Disclosure of Invention
To address the above deficiencies, the present invention provides a method for constructing a thrombolytic dose model, and to solve this problem, a subgroup analysis is performed on patients with ischemic stroke using a data analysis method of cross-trees to see whether patients with high dose are more likely to bleed (e.g., bleeding risk) (using "high dose" and "low dose" t-PA at initial treatment) to find that low dose t-PA is similarly effective to high dose t-PA (e.g., residence time, final effect of treatment).

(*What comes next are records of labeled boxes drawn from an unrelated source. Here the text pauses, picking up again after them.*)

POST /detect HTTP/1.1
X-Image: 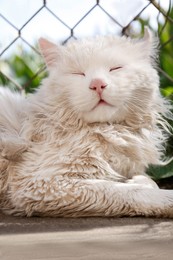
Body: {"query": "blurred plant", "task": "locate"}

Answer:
[0,46,46,94]
[137,5,173,180]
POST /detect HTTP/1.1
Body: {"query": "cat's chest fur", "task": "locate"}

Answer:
[17,124,157,180]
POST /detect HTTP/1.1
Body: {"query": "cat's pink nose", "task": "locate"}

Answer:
[89,79,107,95]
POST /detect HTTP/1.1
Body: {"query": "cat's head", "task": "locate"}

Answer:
[39,30,159,126]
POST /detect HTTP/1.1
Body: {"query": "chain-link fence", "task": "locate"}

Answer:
[0,0,173,95]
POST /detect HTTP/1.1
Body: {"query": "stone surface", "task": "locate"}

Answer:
[0,214,173,260]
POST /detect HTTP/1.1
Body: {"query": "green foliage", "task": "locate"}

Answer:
[0,47,46,94]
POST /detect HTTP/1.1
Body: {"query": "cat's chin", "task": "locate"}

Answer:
[81,105,119,123]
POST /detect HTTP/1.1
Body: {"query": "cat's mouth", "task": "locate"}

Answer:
[92,99,112,110]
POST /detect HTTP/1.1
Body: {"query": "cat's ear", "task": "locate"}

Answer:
[140,27,159,59]
[38,38,58,68]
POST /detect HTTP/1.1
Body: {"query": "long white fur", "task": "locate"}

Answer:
[0,29,173,218]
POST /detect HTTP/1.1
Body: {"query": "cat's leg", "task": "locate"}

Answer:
[0,134,29,160]
[127,175,159,189]
[4,177,173,218]
[0,134,29,194]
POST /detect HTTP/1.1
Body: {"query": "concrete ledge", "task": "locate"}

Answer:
[0,214,173,260]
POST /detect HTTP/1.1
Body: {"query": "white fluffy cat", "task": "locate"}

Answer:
[0,27,173,218]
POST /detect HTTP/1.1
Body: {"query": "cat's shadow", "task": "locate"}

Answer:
[0,213,170,234]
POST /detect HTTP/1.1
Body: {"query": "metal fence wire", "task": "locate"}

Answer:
[0,0,173,94]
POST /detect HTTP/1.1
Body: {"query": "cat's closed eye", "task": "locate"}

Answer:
[109,66,122,72]
[72,72,85,77]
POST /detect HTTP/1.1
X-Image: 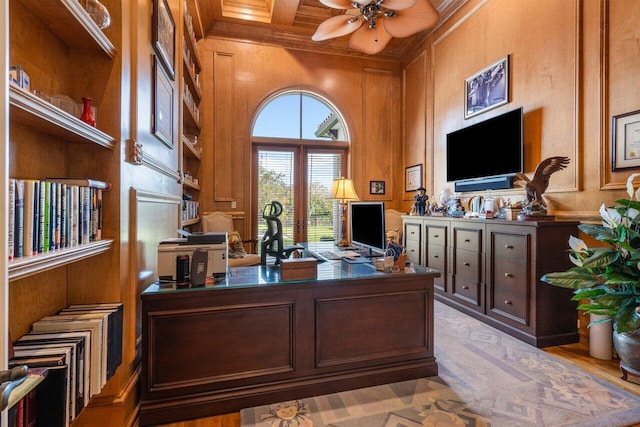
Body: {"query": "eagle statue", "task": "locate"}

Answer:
[515,156,570,215]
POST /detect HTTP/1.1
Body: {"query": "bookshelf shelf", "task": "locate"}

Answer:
[9,84,116,149]
[20,0,117,59]
[182,217,200,227]
[9,239,113,281]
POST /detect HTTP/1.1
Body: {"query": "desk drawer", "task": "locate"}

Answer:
[427,225,447,245]
[493,233,529,260]
[453,229,482,252]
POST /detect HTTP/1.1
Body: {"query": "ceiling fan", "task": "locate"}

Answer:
[311,0,439,55]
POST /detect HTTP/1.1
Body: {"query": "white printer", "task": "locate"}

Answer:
[158,232,229,283]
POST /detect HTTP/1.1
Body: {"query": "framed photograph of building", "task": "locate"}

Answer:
[369,181,384,194]
[611,110,640,171]
[464,55,509,119]
[152,0,176,80]
[152,57,174,148]
[404,163,422,191]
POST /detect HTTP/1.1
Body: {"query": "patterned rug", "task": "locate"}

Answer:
[240,301,640,427]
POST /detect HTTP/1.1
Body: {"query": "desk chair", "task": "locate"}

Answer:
[260,200,303,265]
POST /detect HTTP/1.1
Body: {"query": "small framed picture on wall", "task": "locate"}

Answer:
[369,181,384,194]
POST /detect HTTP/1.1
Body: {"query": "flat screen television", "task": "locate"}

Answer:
[349,202,386,254]
[447,108,524,189]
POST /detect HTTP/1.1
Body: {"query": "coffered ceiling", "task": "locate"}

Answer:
[188,0,467,60]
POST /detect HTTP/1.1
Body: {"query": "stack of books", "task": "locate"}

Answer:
[8,178,111,260]
[9,303,123,427]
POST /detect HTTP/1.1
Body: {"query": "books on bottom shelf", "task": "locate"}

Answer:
[32,303,123,396]
[9,347,75,427]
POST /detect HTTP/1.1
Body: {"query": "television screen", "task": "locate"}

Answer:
[447,108,523,181]
[349,202,386,252]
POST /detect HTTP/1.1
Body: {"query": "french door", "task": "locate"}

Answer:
[253,143,346,251]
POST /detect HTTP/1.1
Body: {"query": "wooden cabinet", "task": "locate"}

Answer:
[180,0,203,231]
[403,216,578,347]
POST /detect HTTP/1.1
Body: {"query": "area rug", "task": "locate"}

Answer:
[240,301,640,427]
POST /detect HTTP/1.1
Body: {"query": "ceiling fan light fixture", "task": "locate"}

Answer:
[311,0,438,55]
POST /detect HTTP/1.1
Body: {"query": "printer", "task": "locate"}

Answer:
[158,230,229,283]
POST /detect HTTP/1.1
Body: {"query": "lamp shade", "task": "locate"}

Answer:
[328,177,360,203]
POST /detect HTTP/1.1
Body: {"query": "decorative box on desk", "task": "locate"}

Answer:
[280,258,318,281]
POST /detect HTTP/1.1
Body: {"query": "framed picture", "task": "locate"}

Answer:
[152,0,176,80]
[369,181,384,194]
[152,57,173,148]
[611,110,640,171]
[404,163,422,191]
[464,55,509,119]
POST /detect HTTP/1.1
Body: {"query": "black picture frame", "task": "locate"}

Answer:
[369,181,385,194]
[404,163,422,192]
[464,55,509,119]
[151,0,176,80]
[152,56,174,148]
[611,110,640,171]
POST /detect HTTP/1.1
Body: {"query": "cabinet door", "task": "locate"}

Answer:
[486,230,531,326]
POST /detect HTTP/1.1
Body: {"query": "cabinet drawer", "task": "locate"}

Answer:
[493,233,529,260]
[404,224,422,242]
[453,249,481,282]
[489,258,530,324]
[453,276,482,307]
[427,225,447,245]
[454,229,482,252]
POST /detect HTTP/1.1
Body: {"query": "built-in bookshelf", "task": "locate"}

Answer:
[181,0,202,231]
[0,0,124,422]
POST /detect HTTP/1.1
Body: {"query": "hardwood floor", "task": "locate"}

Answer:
[156,344,640,427]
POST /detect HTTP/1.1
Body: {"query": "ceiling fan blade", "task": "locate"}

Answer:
[320,0,353,9]
[382,0,418,10]
[349,19,391,55]
[311,14,364,42]
[383,0,439,38]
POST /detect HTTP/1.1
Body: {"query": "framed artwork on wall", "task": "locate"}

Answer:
[152,56,174,148]
[611,110,640,171]
[152,0,176,80]
[464,55,509,119]
[404,163,422,191]
[369,181,384,194]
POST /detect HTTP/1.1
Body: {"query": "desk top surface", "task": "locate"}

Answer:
[143,244,440,295]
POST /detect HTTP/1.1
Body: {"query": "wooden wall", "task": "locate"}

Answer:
[198,41,404,240]
[404,0,640,219]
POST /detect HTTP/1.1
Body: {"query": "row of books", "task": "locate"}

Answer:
[9,303,123,427]
[8,178,111,260]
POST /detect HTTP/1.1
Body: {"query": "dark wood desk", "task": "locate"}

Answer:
[140,261,439,425]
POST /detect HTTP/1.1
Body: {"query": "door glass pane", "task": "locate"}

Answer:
[306,153,342,242]
[256,150,295,253]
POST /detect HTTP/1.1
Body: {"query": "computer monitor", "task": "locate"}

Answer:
[349,202,386,254]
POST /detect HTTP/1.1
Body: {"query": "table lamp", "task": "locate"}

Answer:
[328,177,360,248]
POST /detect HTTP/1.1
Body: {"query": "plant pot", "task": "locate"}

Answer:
[613,330,640,380]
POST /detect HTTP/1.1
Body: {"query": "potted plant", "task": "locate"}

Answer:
[541,173,640,378]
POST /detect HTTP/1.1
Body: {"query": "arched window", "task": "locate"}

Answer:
[252,90,349,254]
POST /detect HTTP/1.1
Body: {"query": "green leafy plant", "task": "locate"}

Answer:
[541,173,640,333]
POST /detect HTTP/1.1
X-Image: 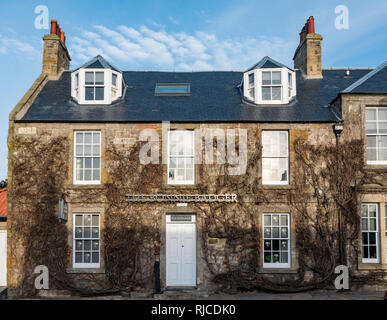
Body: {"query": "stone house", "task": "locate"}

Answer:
[0,188,8,288]
[8,17,387,294]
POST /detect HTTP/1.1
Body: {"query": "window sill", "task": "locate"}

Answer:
[365,163,387,170]
[66,183,105,189]
[258,268,298,274]
[262,184,291,190]
[358,263,387,270]
[66,268,105,274]
[164,183,198,190]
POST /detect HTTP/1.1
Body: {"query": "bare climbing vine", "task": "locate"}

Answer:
[9,130,381,296]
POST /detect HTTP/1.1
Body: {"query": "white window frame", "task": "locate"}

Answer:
[243,68,296,105]
[71,68,123,105]
[261,130,290,185]
[260,69,284,104]
[365,107,387,165]
[73,130,102,185]
[167,130,195,185]
[360,203,380,263]
[262,213,291,269]
[72,212,101,269]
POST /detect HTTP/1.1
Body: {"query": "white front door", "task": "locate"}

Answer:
[166,214,196,287]
[0,230,7,287]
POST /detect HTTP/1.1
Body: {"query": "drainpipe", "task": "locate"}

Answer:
[333,123,344,265]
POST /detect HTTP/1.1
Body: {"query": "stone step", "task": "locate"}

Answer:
[153,289,209,300]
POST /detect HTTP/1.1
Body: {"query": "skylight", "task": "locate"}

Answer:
[155,83,190,96]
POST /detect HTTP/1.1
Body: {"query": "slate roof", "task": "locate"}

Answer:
[76,55,119,72]
[0,188,8,216]
[247,56,291,71]
[19,69,370,123]
[343,61,387,93]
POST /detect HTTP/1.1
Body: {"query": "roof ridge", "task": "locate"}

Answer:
[341,61,387,93]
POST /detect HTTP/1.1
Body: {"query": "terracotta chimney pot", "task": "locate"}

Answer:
[50,19,58,34]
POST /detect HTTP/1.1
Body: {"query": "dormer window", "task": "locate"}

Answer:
[261,71,282,101]
[243,57,296,105]
[71,56,124,105]
[249,72,255,99]
[85,72,105,101]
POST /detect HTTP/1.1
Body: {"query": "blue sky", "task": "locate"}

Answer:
[0,0,387,180]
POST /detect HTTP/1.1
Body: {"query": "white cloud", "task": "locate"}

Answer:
[0,34,40,59]
[168,16,180,26]
[69,25,297,70]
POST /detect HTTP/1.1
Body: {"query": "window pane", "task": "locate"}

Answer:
[280,251,288,263]
[83,240,91,250]
[92,227,99,238]
[366,108,376,121]
[93,158,101,169]
[271,71,281,84]
[92,215,99,227]
[83,214,91,227]
[264,215,271,226]
[85,87,94,100]
[367,136,376,148]
[83,252,91,263]
[75,252,82,263]
[95,87,105,100]
[367,148,377,161]
[361,219,368,230]
[369,246,378,259]
[379,122,387,133]
[83,227,91,238]
[271,87,281,100]
[378,108,387,121]
[249,73,254,85]
[85,132,92,144]
[92,169,101,181]
[85,158,92,169]
[272,227,279,238]
[92,252,99,263]
[95,72,104,85]
[262,71,271,85]
[368,204,376,217]
[75,215,82,226]
[93,132,101,145]
[75,227,82,238]
[75,240,83,250]
[366,122,377,134]
[85,72,94,85]
[281,215,288,226]
[75,132,83,144]
[84,169,92,181]
[93,240,99,250]
[262,87,271,100]
[75,145,83,156]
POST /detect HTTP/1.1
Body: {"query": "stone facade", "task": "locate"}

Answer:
[6,18,387,294]
[8,118,387,296]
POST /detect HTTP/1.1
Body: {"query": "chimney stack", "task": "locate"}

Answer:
[293,17,323,79]
[42,19,71,80]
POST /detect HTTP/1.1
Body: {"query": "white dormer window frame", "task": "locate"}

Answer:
[243,67,296,105]
[71,68,123,105]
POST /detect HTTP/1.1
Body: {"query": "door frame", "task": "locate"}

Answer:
[163,211,198,288]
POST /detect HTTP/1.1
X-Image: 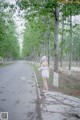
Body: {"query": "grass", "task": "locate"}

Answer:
[32,65,80,98]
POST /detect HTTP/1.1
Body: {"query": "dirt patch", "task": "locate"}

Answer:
[48,71,80,97]
[37,67,80,98]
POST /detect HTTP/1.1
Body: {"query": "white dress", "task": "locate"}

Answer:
[39,66,49,78]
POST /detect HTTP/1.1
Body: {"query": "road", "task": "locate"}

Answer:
[0,61,40,120]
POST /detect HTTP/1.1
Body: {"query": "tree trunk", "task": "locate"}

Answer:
[53,6,59,87]
[48,15,50,65]
[61,20,64,67]
[68,15,72,75]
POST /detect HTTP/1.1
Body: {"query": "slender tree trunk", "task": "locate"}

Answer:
[53,6,59,87]
[48,15,50,65]
[61,20,64,67]
[68,15,72,75]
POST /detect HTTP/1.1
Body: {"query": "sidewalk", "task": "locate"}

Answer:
[41,91,80,120]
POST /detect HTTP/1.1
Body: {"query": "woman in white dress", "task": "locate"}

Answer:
[39,56,49,92]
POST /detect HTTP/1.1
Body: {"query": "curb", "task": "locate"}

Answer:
[28,62,41,99]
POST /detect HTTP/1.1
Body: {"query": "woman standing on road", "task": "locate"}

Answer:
[39,56,49,92]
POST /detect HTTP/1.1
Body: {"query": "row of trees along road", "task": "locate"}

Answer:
[17,0,80,87]
[0,1,19,60]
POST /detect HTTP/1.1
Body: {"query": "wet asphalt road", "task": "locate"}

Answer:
[0,61,37,120]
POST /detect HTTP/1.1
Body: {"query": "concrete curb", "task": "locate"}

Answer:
[33,71,41,99]
[27,61,41,99]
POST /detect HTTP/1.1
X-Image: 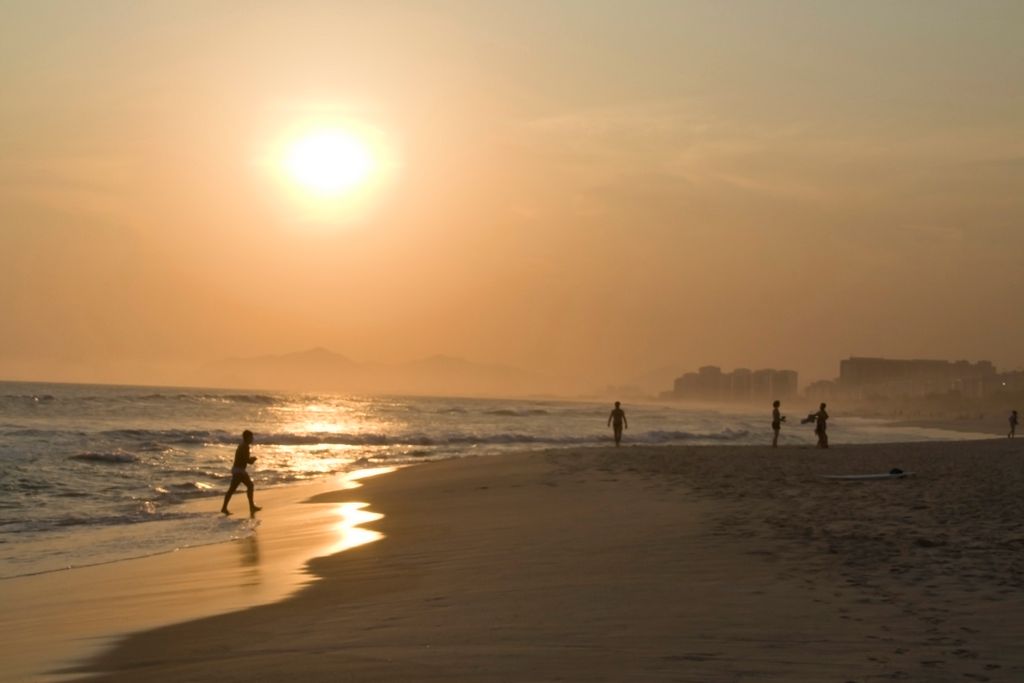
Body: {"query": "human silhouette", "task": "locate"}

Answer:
[608,400,630,445]
[220,429,262,517]
[771,400,785,449]
[814,403,828,449]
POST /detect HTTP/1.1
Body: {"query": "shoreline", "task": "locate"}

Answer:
[46,439,1024,682]
[0,470,389,682]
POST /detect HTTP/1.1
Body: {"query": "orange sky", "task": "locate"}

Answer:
[0,0,1024,388]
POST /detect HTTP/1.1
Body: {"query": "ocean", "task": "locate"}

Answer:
[0,382,983,579]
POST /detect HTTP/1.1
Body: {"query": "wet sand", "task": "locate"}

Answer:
[12,439,1024,683]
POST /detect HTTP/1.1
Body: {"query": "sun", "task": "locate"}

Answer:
[283,128,377,198]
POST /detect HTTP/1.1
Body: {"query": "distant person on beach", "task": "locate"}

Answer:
[814,403,828,449]
[771,400,785,449]
[220,429,263,517]
[608,400,630,445]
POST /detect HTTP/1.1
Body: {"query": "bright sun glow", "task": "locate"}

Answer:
[284,130,376,197]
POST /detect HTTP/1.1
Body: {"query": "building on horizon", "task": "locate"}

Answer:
[837,356,996,399]
[669,366,799,402]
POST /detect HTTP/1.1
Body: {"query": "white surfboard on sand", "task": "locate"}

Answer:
[821,472,913,481]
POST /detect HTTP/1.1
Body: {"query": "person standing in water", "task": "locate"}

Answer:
[771,400,785,449]
[608,400,630,445]
[814,403,828,449]
[220,429,263,517]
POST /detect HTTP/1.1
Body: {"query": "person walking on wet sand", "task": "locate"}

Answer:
[608,400,630,445]
[771,400,785,449]
[220,429,262,517]
[814,403,828,449]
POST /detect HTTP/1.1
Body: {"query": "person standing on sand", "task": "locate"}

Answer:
[220,429,263,517]
[771,400,785,449]
[608,400,630,446]
[814,403,828,449]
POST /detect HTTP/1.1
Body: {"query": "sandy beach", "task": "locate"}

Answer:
[7,439,1024,683]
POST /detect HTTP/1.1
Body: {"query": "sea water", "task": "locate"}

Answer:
[0,382,983,579]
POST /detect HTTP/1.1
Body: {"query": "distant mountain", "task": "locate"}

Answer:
[201,348,554,395]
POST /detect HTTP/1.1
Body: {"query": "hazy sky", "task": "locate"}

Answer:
[0,0,1024,388]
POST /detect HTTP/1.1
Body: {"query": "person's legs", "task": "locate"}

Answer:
[240,472,262,515]
[220,474,241,515]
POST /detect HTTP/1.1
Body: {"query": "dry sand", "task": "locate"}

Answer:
[12,439,1024,683]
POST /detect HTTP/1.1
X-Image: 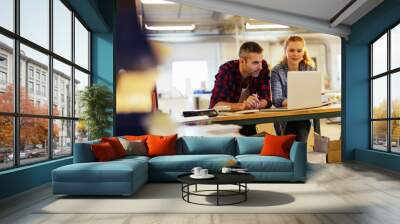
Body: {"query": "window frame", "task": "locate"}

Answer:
[0,0,93,172]
[368,21,400,155]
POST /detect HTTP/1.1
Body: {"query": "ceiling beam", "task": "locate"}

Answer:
[330,0,368,27]
[171,0,350,38]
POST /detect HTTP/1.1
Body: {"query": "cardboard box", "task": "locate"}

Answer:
[314,133,342,163]
[326,140,342,163]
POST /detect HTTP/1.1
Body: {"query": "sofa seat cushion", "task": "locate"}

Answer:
[236,155,293,172]
[149,154,235,172]
[177,136,236,156]
[52,159,147,182]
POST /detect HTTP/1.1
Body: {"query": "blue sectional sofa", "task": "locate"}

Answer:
[52,136,307,195]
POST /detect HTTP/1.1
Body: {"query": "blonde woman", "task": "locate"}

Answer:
[271,36,315,142]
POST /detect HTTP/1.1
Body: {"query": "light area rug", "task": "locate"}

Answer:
[35,183,360,214]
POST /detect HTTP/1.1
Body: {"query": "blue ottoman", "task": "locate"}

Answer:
[52,158,148,195]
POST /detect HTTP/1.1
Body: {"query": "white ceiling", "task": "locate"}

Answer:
[143,0,383,37]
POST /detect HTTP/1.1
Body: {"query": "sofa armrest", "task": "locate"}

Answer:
[74,141,98,163]
[290,141,307,181]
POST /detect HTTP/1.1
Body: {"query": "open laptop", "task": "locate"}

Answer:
[261,71,327,111]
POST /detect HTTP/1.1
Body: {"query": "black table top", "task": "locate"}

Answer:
[177,173,255,184]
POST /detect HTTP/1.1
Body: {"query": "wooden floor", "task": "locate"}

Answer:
[0,163,400,224]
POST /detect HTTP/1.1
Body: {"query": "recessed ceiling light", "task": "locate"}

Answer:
[246,23,289,30]
[144,24,196,31]
[141,0,176,5]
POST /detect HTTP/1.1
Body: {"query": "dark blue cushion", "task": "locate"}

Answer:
[236,155,293,172]
[149,154,235,172]
[74,139,100,163]
[177,136,235,155]
[236,137,264,155]
[52,160,147,182]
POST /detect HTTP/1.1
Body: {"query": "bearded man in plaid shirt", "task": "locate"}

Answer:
[210,42,272,136]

Using bleeding index as the outcome of interest, dose as therapy (high and low dose based on threshold split), relevant patient characteristics as covariates; an interaction tree is then generated to identify a subset of patients that are characterized by certain interactive effects that are intense in relation to treatment (dose level). Finally, each subset obtained was examined to determine the efficacy of the low dose was not inferior to the high dose (e.g., improved NIHSS score) while the high dose had a higher risk of bleeding.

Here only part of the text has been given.